Recommended reading: Gleason's story

Former New Orleans Saints player Steve Gleason was an honorary captain before Sunday's game. AP Photo/Gerald Herbert

Sunday is the fifth anniversary of the reopening of the Superdome after Hurricane Katrina. Outstanding columnist Jeff Duncan marks it with what might be most outstanding piece of work I’ve seen in a long time.

He’s got a very lengthy and moving feature on Steve Gleason, who was one of the heroes of that first game back in the Superdome. Gleason made a huge and memorable play, blocking a punt against the Atlanta Falcons.

That’s all mentioned in the column, but it’s not the main theme of a story that’s tragic and uplifting at the same time. The real story here is that Gleason was diagnosed with ALS (Lou Gehrig’s Disease) back in January, just before his wife found out she was pregnant with the couple’s first child. It’s a terminal disease, but Gleason isn’t giving up.

Gleason had kept his condition quiet, but decided to go public with Duncan because he wants the world to know his story and he wants to help others. Gleason said he had several concussions while playing football. He said he doesn’t know for sure if his football injuries might have led to him coming down with the disease, but there have been several studies that have suggested football players and other athletes in contact sports seem to be prone to the illness.

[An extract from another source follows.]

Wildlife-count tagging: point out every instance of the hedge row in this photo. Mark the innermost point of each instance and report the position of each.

Despite the grim outlook, Gleason and his wife, who is due in late October, are going about their lives as normally as possible. Gleason will be an honorary captain for the Saints on Sunday.

That’s only fitting because he played such a big role on this date five years ago and he remains a very popular figure in New Orleans.

If you haven’t seen it already, I urge you to go read Duncan’s column.